Congrats on having a server that could handle it.
Didn't even feel a thing


----------



## drain (May 30, 2020)

we are growing, daddy!


----------



## 419 (May 30, 2020)

ok based


----------



## Mediocre (May 30, 2020)

How's the new server holding up? If the growth continues how much life do you think it has?


----------



## Spawn (May 30, 2020)




----------



## #zzz (May 30, 2020)

DrainRedRain said:


> we are growing, daddy!



I expect the KF smear pieces to come soon.


----------



## Stafford Beer Bong (May 30, 2020)

This is the last place online you can find anything resembling the unvarnished truth and honest opinions. If this place goes, I’m done with the internet.


----------



## break these cuffs (May 30, 2020)

#zzz said:


> I expect the KF smear pieces to come soon.


The come out every time KF hits the mainstream for whatever reason.


----------



## Get_your_kicks_with_30-06 (May 30, 2020)

Shout out to everyone in the Minneapolis Riot thread for giving the best news and the best hot takes on the riots.   

People doing God's work in that thread!


----------



## Army Burger (May 30, 2020)

#zzz said:


> I expect the KF smear pieces to come soon.

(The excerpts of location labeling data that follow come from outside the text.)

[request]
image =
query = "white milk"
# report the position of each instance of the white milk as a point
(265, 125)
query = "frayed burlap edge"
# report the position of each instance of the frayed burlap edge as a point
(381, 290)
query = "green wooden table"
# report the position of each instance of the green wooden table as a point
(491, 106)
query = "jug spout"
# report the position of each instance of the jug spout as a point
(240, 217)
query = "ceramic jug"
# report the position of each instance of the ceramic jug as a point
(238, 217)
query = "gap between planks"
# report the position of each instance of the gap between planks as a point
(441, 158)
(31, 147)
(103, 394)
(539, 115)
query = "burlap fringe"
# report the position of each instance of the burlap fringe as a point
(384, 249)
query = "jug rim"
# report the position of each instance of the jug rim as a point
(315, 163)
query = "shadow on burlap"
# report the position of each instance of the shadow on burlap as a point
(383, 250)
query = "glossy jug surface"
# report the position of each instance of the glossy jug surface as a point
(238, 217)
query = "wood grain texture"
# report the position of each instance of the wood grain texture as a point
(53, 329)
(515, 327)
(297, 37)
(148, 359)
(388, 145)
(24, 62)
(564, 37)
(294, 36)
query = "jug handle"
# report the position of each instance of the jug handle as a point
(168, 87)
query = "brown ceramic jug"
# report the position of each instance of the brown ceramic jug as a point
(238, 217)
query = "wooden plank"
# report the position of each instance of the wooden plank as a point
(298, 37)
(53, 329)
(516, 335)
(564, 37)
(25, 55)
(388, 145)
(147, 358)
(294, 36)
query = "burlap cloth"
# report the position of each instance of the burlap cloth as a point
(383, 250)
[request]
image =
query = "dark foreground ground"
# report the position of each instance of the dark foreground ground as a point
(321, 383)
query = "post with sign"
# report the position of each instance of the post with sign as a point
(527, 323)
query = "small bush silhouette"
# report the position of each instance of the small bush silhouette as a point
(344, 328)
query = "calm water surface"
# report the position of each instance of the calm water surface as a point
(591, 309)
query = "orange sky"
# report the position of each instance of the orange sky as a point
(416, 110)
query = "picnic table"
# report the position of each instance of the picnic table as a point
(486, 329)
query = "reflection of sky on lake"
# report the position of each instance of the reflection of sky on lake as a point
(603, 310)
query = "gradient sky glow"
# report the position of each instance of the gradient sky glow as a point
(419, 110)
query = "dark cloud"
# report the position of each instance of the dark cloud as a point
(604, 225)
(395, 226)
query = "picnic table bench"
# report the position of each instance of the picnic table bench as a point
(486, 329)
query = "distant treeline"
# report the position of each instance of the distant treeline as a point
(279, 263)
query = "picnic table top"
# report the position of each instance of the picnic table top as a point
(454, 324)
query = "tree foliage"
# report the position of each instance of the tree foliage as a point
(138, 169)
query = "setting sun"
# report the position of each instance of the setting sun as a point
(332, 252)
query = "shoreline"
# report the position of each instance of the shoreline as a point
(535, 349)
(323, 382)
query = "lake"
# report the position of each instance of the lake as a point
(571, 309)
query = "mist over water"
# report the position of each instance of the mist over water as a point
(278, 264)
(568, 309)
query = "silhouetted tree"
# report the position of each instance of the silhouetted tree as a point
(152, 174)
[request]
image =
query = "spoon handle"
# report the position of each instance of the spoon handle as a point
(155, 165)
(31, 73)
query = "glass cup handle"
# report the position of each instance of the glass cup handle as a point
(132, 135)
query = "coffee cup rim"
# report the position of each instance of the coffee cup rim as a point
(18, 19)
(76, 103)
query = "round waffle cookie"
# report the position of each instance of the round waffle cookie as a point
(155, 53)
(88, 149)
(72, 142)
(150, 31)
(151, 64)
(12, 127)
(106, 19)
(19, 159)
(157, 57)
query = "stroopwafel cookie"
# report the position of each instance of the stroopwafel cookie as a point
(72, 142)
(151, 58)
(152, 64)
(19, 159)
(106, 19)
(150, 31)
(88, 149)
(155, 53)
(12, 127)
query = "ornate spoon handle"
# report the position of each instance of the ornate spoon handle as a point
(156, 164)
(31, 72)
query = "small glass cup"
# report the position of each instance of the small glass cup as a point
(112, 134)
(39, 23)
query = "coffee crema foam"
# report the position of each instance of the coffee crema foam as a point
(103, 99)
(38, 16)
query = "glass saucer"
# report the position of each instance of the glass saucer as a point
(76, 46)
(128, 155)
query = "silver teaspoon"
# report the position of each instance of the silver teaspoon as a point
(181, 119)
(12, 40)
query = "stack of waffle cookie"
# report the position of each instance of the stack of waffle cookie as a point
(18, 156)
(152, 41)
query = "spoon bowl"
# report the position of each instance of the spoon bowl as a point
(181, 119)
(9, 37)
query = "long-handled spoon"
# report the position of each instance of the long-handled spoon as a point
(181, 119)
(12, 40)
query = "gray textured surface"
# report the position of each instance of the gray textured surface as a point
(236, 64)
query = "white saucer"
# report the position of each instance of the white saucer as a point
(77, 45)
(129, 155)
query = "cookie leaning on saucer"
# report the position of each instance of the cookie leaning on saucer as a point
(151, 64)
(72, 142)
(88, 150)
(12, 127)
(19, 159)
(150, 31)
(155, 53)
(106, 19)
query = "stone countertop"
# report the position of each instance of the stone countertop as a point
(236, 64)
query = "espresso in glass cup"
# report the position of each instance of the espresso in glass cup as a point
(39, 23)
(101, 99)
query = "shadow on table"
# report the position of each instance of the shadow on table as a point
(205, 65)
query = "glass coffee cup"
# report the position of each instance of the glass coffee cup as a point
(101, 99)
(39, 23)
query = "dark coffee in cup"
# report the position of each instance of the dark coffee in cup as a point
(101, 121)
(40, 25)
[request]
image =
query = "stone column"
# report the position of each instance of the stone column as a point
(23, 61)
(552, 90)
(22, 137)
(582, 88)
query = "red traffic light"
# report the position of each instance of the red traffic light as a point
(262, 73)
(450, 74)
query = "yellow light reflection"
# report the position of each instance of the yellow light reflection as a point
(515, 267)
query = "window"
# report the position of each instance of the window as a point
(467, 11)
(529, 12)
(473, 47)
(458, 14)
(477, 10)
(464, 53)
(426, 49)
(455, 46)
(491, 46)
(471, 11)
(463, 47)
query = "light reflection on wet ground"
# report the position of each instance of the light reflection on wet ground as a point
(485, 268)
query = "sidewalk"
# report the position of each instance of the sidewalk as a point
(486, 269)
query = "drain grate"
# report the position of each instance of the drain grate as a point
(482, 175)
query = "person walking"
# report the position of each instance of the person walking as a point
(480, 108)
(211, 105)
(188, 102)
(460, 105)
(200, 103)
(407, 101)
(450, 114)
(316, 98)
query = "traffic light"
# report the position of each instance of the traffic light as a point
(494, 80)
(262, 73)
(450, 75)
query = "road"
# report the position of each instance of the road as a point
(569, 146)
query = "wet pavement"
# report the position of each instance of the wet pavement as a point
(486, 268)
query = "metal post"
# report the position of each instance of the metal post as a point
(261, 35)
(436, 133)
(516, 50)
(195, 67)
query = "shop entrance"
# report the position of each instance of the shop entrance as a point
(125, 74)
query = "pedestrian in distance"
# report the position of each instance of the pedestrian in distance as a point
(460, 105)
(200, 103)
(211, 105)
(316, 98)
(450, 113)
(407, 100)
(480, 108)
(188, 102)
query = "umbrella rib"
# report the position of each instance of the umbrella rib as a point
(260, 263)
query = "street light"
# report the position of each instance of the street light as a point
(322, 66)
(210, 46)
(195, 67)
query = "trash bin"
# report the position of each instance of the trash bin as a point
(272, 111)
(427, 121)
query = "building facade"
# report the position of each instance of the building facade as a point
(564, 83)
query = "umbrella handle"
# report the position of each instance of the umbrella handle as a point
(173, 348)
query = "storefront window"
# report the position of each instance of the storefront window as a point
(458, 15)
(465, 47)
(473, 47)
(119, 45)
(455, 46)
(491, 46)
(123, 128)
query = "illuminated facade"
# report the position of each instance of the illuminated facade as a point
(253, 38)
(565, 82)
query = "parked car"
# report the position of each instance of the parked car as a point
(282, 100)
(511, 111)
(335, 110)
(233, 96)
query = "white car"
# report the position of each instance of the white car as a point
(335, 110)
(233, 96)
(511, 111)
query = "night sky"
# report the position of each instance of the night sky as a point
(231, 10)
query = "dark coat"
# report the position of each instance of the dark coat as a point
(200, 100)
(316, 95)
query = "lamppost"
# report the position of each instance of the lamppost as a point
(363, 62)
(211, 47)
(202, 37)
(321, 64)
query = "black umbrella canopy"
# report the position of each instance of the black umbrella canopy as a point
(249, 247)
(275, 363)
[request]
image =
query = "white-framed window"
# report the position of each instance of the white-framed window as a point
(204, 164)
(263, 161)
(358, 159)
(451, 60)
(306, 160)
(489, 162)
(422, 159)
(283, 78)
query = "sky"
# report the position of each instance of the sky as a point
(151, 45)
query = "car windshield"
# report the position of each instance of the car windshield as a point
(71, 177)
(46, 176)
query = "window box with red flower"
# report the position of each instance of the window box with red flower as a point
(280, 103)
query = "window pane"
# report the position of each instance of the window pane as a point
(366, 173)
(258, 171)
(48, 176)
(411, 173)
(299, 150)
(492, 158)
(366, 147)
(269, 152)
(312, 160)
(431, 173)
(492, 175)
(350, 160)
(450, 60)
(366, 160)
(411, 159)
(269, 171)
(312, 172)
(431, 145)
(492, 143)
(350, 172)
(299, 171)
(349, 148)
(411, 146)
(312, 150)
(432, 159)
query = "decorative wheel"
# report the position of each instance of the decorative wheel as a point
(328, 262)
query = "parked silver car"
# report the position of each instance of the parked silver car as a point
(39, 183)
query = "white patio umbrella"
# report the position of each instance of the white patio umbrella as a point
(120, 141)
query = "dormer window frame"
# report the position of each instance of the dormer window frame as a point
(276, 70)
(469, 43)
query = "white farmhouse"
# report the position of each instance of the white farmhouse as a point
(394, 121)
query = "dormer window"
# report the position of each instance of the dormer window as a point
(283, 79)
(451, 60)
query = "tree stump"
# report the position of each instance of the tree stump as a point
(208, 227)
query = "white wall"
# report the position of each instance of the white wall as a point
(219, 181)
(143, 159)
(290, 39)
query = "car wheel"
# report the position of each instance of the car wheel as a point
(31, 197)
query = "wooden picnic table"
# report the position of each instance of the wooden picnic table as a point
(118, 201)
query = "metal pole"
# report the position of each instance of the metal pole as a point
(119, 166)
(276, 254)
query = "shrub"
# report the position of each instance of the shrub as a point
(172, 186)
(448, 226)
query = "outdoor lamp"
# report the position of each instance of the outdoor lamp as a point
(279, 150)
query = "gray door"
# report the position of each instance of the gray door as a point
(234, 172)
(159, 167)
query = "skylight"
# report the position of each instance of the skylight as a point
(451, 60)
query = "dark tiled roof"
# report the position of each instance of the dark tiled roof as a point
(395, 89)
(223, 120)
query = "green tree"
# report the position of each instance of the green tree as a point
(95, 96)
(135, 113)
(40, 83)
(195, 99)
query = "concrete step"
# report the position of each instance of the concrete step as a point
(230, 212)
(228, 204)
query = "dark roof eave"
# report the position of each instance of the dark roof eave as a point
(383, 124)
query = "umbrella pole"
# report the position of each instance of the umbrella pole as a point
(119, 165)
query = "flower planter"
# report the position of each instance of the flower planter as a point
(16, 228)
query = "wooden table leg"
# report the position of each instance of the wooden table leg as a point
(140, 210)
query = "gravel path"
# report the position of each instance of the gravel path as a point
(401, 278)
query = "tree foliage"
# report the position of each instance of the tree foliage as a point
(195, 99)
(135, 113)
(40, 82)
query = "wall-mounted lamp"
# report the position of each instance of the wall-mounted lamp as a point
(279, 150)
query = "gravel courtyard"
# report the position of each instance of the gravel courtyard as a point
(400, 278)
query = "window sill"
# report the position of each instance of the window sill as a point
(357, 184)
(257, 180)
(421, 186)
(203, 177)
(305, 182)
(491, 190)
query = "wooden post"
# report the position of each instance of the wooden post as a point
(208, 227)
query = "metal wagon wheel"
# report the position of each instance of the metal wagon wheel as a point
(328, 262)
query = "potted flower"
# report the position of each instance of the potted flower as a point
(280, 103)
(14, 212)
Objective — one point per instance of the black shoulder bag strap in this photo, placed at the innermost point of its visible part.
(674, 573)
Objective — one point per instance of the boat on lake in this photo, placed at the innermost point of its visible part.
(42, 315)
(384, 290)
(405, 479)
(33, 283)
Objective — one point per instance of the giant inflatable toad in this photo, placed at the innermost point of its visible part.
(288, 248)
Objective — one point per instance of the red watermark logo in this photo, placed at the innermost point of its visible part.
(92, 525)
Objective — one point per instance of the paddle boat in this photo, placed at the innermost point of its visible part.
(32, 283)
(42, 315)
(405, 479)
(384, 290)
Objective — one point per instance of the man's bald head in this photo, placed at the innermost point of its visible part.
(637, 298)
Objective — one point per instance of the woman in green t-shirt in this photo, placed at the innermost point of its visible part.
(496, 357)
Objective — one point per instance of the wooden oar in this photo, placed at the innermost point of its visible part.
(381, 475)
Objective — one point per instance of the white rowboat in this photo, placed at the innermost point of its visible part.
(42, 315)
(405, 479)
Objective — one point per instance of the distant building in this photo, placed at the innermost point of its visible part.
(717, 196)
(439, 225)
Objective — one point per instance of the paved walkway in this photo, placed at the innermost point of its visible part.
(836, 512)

Bruh they've been around for a while


----------



## Sexy Senior Citizen (May 30, 2020)

Of course it was. With social media and the news relentlessly censoring the riots (sorry, _"the largely peaceful protests"_) and the President, people will look for information anywhere they can find it. The Farms has a reputation for irreverent mockery, yes, but mockery _based on information we have independently discovered and verified_. Let that sink in: the Kiwi Farms is a more reputable source of information that the mainstream media.
Maybe random.txt is right. Maybe we should start an investigative journalism side business.


----------



## ducktales4gameboy (May 30, 2020)

If KF ever goes down I really hope we get an anonymized dump of the posts/threads. Too many forums just disappear into the ether and future generations need to be able to appreciate Terry Davis, Yaniv, etc in context.


----------



## Lone MacReady (May 30, 2020)

It's going in the opposite direction of the US economy!


----------



## Puck (May 30, 2020)

It's crazy to think that the bump in traffic to a drama site was driven by actual news and not leaks of some lolcows junk


----------



## Computer Guardian (May 30, 2020)

Nice job, i doubt trump's going to notice the farms and do something about it since the most popular thread was about him.


----------



## Inquisitor_BadAss (May 30, 2020)

TuxedGieco said:


> Nice job, i doubt trump's going to notice the farms and do something about it since the most popular thread was about him.



Very good site, very fine people.


----------



## Burd Turglar (May 30, 2020)

Thank god! Some frog told me the other day that this site had no use and was awful.


----------



## An Ghost (May 30, 2020)

thank dear leader for the highlighted post feature. helps in the riot thread. it's 400 pages in a few days.


----------



## thegooddoctor (May 30, 2020)

How Ironic that the very thing that shoots *this* sites popularity into the stratosphere is the explosion of yet another  left wing riot about a genuinely serious Issue if Police Brutality Against a Ethnic Minority. Rather than a huge new update about Amberlyn, DSP, Tooter, ADF,, Zoophiles Drama, OPL, Or any other of the Dozen or So Big Lolcows this Site is Founded upon documenting and shitposting about their Fuck ups.


----------



## whatever I feel like (May 30, 2020)

Wow, the hack took out a fourth of the userbase.


----------



## The Un-Clit (May 30, 2020)

Sammy said:


> This.
> There's a _whole_ hell of lot of the farms I disagree with, but a world where the only message is large corporation's carefully sterilized message online is a nightmare.  Its a black joke that this change would come by vector of said large corporations protecting themselves from civil liability, while the opportunity for enforced propaganda angle just becomes a strange benefit.  The death of the Farms would be a symptom of a much larger problem, and I've had some good times here, it'd be sad for that to come to pass.
> 
> This shit stinks.  I really hope these political fucks lolcalmdown and its all saber rattling before they make the internet go full Disney(TM) on us.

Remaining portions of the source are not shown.